5 things you need to know about how stress affects your brain.


Image via iStock. By Dr Paula Watkins, clinical psychologist and meditation expert. Compiled by Shelly Horton

Firstly, not all stress is bad. We know that a healthy amount of stress can increase performance. Think of the nervous energy that an athlete needs to get focused and sharp to get off the block fast – that’s performing enhancing stress.

But what we know is that stress reaches tipping point – we often call it the fight-or-flight response. It’s the brain’s activation of our sympathetic nervous system which initiates a series of changes that we experience in our mind and body.

This system in our body is very old and evolved to serve our ancestors at time when the stressors that humans faced were pretty different to those that we commonly experience today.

1. Stress increases heart rate and also changes where our blood is predominantly going to in the body.

When the brain is in a stressed state it prioritises getting blood to organs and muscles that our ancestors needed when they encountered stress. So we see an increase in blood flow to the lungs, brain and large muscle such as legs and arms as well as the sense organs – our eyes, our ears, our nose.

Related: 16 people on the techniques they use to manage their stress.

We only have X-amount of blood in our body at any given time, so more blood to these areas means less to others. During stress the brain deprioritses blood flow the skin – causing us to feel clammy as well as cold hands and feet.

Blood flow to the digestive system is also limited which we can experience as nausea or ‘butterflies in our tummy’, as well as digestive problems, diarrhoea and constipation.

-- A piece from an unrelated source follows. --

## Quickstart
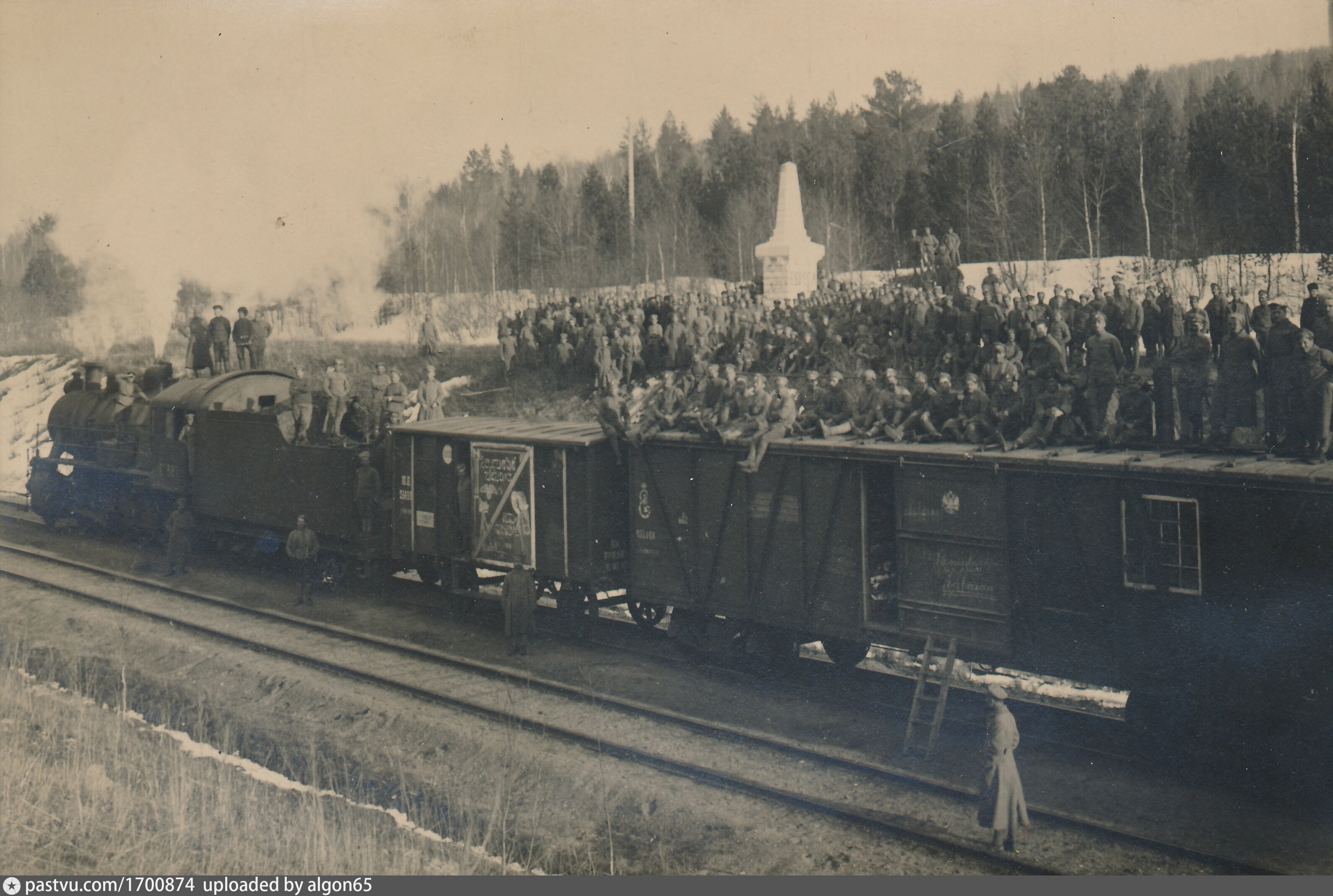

Interestingly, a secondary effect of our digestion having less blood supply is that we produce less saliva which explains why many people experience a dry mouth due to stress and anxiety.


2. Stress Surpasses Logical Thinking

When we’re stressed our brain activates the more primitive and emotional region of our brain – known as our limbic system – more than our more complex higher brain centers.

Stress effects the limbic system, which is in charge of reaction and emotion (Image via iStock)


Our limbic system is the seat of emotion and reaction. When activated during stress, it overrides more rational parts of the brain and suppresses concentration, short-term memory, rational thought, and inhibition. We can act without the regulating effect of wisdom, memory or judgment. Logic is simply unavailable in the moment, and reactions are based on raw emotion.

The biological function of all this allows you to engage fully in fight or flight without your thinking brain intruding and this is good if you’re needing to escape from a predator.


Related: “It almost feels like my entire DNA changed”: Sharon Stone on how her brain injury has affected her life.

Unfortunately for us today, suppression of our rational responses can lead us to take actions we later regret, in the long-term these responses can also harm your memory and impair cognitive function.

3. Stress depletes brain chemicals

If our level of stress is severe or recurrent the chemicals that carry messages from one nerve cell to another can become depleted, and the brain becomes sluggish and inefficient. This can lead to a variety of mental health effects, including:

- Depression
- Sleep disturbances
- Racing thoughts and difficulty concentrating
- Difficulty learning
- Absent-mindedness
- Difficulty making decisions
- Obsessive or compulsive behaviors
- Increased hostility, worry and guilt (post continues after gallery).

4. Stress sharpens your senses but dulls your concentration

When we’re stressed the brain tells our senses to become hyper-alert. The purpose of this is to enable us to scan our environment and respond to danger quickly. Our hyper-vigilance can mean hyper-reactivity to anything that grabs our attention. Our mind can become scattered and racing.

Related: 10 simple tips for creating better mental health this week.

The paradox here is that even though we are – in some ways – more focused than ever before, it’s not in a stable way so we actually unable to concentrate on any one thing, our mind keeps going back to whatever it is that’s stressing us and simultaneously it gets pulled and generally easily irritated by the many, many things that the senses are picking up.

5. Extreme stress can physically change your brain

Structural changes can occur in the brain as a result of severe and chronic stress. In particular the amygdala, which is our panic alarm button alerting the body to stress, can be become more sensitive and even physically larger in size.

Excessive cortisol can change the composition of your brain. (Image via iStock)


Extreme, excessive levels of cortisol can also lead to a shrinking of the hippocampus. The hippocampus is our primary hub for memory and when it decreases in size so too can our memory capacity.

Related: "The reason I can't masturbate is stressing me out."

These very sad effects have been observed in survivors of trauma, war veterans and victims of extreme childhood abuse.